After comprehensive analysis, this paper selects total cloud cover, irradiance, relative humidity, and surface temperature as relevant weather features for PV power to proceed with the next MVMD and prediction process.
5.3. MVMD Decomposition
Next, the relevant weather features and PV power time series are combined for MVMD to obtain frequency-aligned multivariate intrinsic modes. Considering that when the number of decompositions exceeds seven, the IMF central frequencies show too many similarities, and having too many decompositions increases the computational burden on the model, this paper sets the number of MVMD
K to seven. The multivariate mode diagram and FFT frequency diagram are shown in
Figure 3 and
Figure 4.
According to
Figure 3, PV power, total cloud cover, irradiance, relative humidity, and surface temperature are input as five channels into MVMD for decomposition. Each channel consists of seven IMF features. Unlike VMD, each channel’s IMF is a feature decomposition chart of multidimensional data in both time and spatial dimensions. IMF1 is the primary decomposition component of each channel, retaining the main feature information. IMF2 to IMF7 in each channel represent different frequency components, with their frequencies progressively decreasing. They represent lower-frequency components or long-term variations over different time scales.
As seen in
Figure 3 and
Figure 4, the same IMF index across different feature channels has a consistent frequency distribution. This indicates that because MVMD can perform multivariate decomposition, the central frequencies of IMF1 to IMF7 obtained from the decomposition of PV power and meteorological factor channels are the same, achieving time–frequency synchronized analysis. This ensures that the prediction model is built at the same central frequency. Therefore, the same IMF index in each channel represents a distinct time scale, providing the model with rich information across different time scales and improving the prediction accuracy for various PV power IMFs.

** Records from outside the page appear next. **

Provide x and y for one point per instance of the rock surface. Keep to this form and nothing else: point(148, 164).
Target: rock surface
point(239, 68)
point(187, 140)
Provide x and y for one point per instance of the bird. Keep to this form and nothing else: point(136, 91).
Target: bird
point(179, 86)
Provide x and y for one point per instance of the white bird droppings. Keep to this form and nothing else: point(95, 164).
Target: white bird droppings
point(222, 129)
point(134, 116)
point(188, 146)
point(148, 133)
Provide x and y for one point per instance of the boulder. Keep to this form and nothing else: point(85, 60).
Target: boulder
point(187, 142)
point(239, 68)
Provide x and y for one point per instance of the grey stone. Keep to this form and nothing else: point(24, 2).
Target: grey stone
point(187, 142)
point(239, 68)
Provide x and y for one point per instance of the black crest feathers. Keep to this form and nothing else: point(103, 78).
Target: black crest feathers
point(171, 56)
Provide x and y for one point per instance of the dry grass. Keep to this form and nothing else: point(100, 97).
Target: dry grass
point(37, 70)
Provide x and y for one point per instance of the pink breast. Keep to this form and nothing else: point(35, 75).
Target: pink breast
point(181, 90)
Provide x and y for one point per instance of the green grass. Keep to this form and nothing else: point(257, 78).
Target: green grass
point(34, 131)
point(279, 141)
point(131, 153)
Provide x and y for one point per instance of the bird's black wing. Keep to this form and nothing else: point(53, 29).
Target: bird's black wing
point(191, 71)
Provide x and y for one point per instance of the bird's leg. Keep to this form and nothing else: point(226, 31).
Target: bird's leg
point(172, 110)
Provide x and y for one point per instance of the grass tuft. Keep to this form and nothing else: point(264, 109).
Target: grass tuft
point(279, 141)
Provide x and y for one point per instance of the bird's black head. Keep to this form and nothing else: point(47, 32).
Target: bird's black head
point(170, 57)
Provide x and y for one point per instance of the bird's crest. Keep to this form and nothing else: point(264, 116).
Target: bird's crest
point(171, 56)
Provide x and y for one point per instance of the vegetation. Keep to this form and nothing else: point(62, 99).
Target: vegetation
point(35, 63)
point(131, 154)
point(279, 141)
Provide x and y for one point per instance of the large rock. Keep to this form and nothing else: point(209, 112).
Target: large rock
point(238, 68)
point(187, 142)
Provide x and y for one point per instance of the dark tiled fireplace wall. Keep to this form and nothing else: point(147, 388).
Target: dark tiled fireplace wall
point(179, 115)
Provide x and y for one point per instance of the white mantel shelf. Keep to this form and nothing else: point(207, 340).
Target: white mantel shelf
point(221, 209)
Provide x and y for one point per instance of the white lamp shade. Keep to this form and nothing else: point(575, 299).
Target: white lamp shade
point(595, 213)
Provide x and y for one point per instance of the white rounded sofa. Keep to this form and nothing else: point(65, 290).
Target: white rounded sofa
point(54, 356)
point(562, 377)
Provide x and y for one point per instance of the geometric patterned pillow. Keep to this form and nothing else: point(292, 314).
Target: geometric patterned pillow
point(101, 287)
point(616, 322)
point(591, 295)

5.4. Informer PV Prediction
The experimental environment for the Informer model includes Python 3.9, Pytorch 2.0.0 framework, Windows 11 system, with hardware configuration of 16 GB RAM, 12th Gen Intel i7-12700H processor, and NVIDIA GeForce RTX 3060 workstation GPU.
In the prediction phase, for each power IMF, an experimental dataset is built using weather multivariate intrinsic modes of the same frequency. These are then input into the prediction model to train and forecast the predicted results of each mode, which are combined to obtain the overall PV power generation.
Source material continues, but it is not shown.